You were both created in 1977.
This year, your journeys will have spanned forty years.
Much was riding on your success.
Your missions were to bridge the gap between humanity’s painful ignorance of our solar system and the exultation of learning and discovering the evidence of our beginning.
Crafted to last, weighing roughly two-thousand pounds, you both have lost half of your power capacity in the 40 years of your expedition.
But this has not slowed you down.
Travelling between 35000 and 39000 miles per hour, you have reached the edge of our known planetary realms.
The heliosphere is behind you.
In August 2012, Voyager 1 made the historic entry into interstellar space, the region between stars, filled with material ejected by the death of nearby stars millions of years ago.
Data from Voyager 1 indicated that it had become the first human-made object to enter interstellar space, traveling “further than anyone, or anything, in history.”
If its present pace continues, in another 1,300 years it will reach the inner Oort Cloud.
From there, it will take voyager 1 another 30,000 years to move beyond our solar system.
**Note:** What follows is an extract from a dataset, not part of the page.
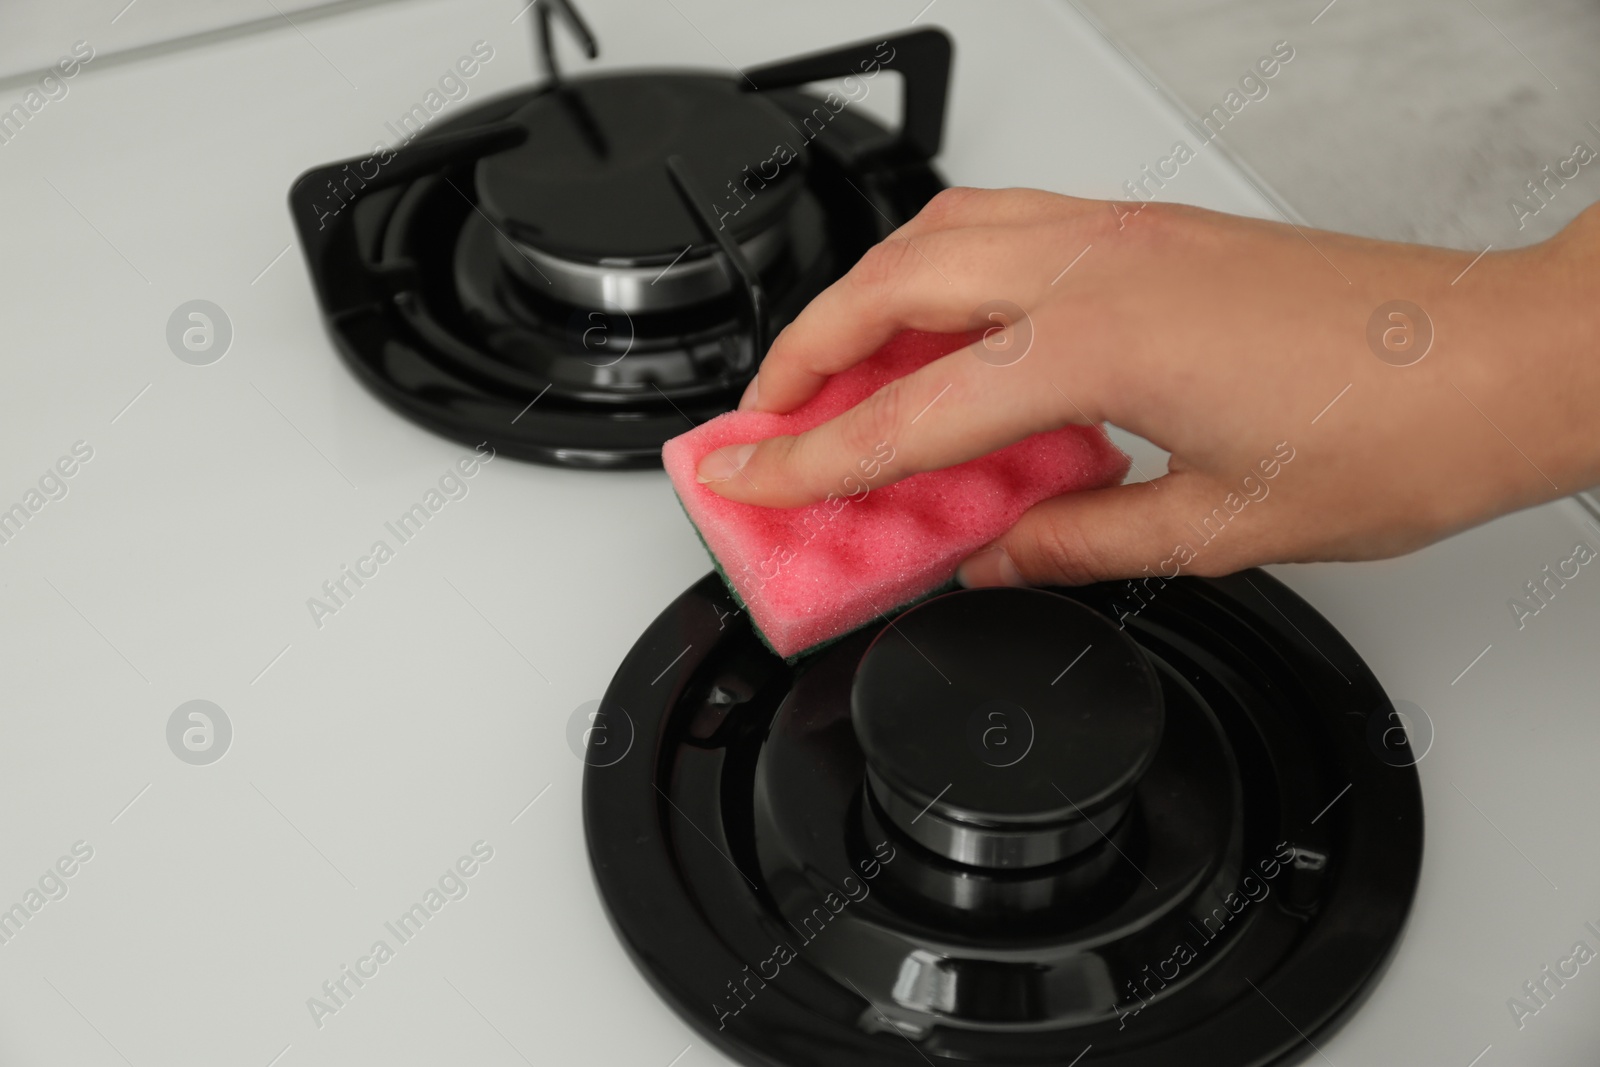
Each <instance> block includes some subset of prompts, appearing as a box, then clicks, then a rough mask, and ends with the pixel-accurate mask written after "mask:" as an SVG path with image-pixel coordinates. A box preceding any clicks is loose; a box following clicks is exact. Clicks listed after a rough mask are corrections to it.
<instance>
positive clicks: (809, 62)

How improbable that a machine of such modest capabilities could achieve such a magnificent feat.
It is said that around 2025 Voyager’s radioisotope thermoelectric generators will no longer be able to supply enough power to operate any of its scientific instruments, preventing any further exploration.
Will Voyager die then, I wonder?
What will be the machine explorers’ ultimate fate?
Voyager I and II, you are an inspiration to me, and to all others on earth who dream of discovering other worlds and exploring the universe. Will you inspire other life forms some day?
I choose to believe your voyage will never end. That your 773 kilograms of magnificence will continue to explore further and further into space.
I have faith that somehow you will overcome you power issue and, in some miraculous event, explore until your instruments break down and are no longer able to function.
In your belly was placed the Golden Record.
Far into space the masterpieces of Beethoven reverberate and echo into eternity.